What I will cover here are a mixture of guidelines for good BDD practice, and principles commonly taught in programming classes, and employed in the practice of unit testing. Interestingly, the fundamentals of good unit testing are also almost entirely applicable to creating high value, feature scenarios. If we can reach a common understanding of these principles, our automation products will perform more consistently, and provide more valuable results.

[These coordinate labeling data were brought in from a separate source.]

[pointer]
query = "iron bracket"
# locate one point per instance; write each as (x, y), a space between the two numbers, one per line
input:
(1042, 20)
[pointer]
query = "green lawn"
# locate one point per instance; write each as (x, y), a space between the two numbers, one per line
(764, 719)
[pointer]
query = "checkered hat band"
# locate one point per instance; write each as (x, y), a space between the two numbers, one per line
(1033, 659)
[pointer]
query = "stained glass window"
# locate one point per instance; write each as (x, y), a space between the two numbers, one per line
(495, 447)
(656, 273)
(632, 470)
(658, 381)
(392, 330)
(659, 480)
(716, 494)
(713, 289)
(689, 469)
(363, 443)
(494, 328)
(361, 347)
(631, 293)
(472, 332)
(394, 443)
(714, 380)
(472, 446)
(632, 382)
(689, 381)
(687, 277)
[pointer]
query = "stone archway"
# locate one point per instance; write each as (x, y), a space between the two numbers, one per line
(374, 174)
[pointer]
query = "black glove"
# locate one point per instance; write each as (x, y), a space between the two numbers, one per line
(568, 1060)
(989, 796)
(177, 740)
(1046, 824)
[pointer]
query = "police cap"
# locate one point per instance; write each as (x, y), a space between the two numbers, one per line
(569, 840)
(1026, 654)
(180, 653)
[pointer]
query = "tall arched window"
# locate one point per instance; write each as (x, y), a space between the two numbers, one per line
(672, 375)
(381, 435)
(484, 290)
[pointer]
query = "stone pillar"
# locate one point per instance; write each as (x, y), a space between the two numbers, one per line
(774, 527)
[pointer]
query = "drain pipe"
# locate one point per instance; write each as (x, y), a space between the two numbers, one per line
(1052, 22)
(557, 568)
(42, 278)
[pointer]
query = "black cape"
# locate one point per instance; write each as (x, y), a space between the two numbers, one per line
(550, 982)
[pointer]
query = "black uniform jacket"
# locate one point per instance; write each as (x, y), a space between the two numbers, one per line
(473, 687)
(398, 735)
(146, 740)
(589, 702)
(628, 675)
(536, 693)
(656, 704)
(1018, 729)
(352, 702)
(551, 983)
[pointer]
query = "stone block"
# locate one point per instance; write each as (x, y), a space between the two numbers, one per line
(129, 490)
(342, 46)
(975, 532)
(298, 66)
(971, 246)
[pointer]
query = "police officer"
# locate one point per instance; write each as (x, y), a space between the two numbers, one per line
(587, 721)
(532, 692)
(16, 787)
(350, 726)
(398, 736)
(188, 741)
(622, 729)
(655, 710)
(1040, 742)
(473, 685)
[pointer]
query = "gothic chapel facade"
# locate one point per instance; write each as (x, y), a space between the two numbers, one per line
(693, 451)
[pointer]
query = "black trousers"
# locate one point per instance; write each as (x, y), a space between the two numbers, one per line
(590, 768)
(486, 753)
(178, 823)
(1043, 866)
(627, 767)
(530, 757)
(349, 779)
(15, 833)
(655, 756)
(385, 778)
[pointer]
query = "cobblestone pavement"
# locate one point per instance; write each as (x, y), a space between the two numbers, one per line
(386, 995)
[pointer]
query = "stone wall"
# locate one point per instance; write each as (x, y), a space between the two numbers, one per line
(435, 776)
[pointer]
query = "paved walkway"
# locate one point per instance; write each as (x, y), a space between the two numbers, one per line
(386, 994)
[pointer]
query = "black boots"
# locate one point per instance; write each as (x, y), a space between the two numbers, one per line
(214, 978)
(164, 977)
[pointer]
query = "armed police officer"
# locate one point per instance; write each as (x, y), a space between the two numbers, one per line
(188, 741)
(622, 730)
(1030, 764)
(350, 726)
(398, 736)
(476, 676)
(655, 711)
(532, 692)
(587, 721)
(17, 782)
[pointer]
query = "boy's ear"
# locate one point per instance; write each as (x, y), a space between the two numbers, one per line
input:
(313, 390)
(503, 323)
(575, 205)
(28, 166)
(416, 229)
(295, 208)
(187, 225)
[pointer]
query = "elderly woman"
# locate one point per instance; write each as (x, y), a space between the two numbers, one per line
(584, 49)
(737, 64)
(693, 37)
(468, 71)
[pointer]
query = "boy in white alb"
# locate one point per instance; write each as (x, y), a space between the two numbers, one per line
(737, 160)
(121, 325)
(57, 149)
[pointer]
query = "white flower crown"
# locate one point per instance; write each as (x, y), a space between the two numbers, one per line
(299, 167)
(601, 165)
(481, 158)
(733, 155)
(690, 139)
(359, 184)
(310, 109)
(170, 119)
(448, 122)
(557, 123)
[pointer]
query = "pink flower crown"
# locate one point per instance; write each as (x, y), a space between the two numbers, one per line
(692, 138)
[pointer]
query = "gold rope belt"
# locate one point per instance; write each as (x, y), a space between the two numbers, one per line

Know what you’re testing - I know it seems cliché to say so, but knowing what you want to accomplish (and why) with any given test is an essential starting point for writing effective tests. There are a number of ways to apply this principle when writing Gherkin specs:
Clearly define your feature: - We need to discuss this more with each of the dev teams (especially the product owners) to discover what our specific features are, but in general, a “feature” should be understood as some finite set of functionality that is meant to enable a user to accomplish a finite set of goals related to that functionality. Given this rough definition, what should be clear is that an entire product is not a feature, it is a collection of features.
The goal that the user wants to accomplished is best expressed as a user story. The story should help you discover who your user is, what he wants, and how he thinks he can get it from the software. From this, you should be able to model some behaviours.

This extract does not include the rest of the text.